Experimental oral COVID-19 vaccine shows promise in monkeys

A COVID-19 booster vaccine that can be given by mouth to people who already have antibodies from vaccination or prior infection has yielded promising results in monkeys and is likely to be tested soon in humans, according to the company developing it. The oral booster uses traditional vaccine technology in which a harmless carrier virus delivers coronavirus proteins into cells on the surface of the tongue, or lining of the cheeks and throat, stimulating production of antibodies that can block the virus before it gets a foothold in the body, said Dr. Stephen Russell, chief executive of Vyriad in Rochester, Minnesota, who led the study. “Not only would an oral COVID-19 vaccine be more convenient and acceptable… but it might also lead to better immunity because it is being administered to the site where the COVID-19 virus typically comes into the body,” he added. In monkeys at one week after vaccinations, antibody levels increased by nearly 100-fold, with no side effects, Russell said. A report of the study posted on Monday on bioRxiv https://bit.ly/3vwny3T ahead of peer review says Vyriad is working with the U.S. Food and Drug Administration to plan human trials.

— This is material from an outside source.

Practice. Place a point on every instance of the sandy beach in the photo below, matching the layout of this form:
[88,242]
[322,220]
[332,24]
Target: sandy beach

Plants may be useful in vaccine production

Plants could someday be used to produce COVID-19 vaccines, according to researchers who are developing a nasal spray vaccine. Vaccines work by delivering antigens, which are replicas of pieces of virus or bacteria that train the immune system to recognize the invader and defend against it. Vaccine antigens are typically produced in cells from mammals, but previous studies have suggested that producing them in tobacco-related Nicotiana benthamiana plants would be less expensive and safer. In the current lab study, posted on Monday on bioRxiv https://bit.ly/3AZwFv2 ahead of peer review, COVID-19 survivors’ antibodies recognized and responded to the coronavirus antigen produced in the plants “in the same way that they recognize a standard antigen produced in mammalian cells,” said study leader Allyson MacLean of the University of Ottawa. The intra-nasal vaccine is not meant to replace conventional (injected) vaccines, but rather to add another layer of protection by stimulating immune system protection in the airways, where the virus first attaches itself,” MacLean said. “We imagine the nasal-spray being used to top-up immune protection when traveling or going to events with large numbers of people.”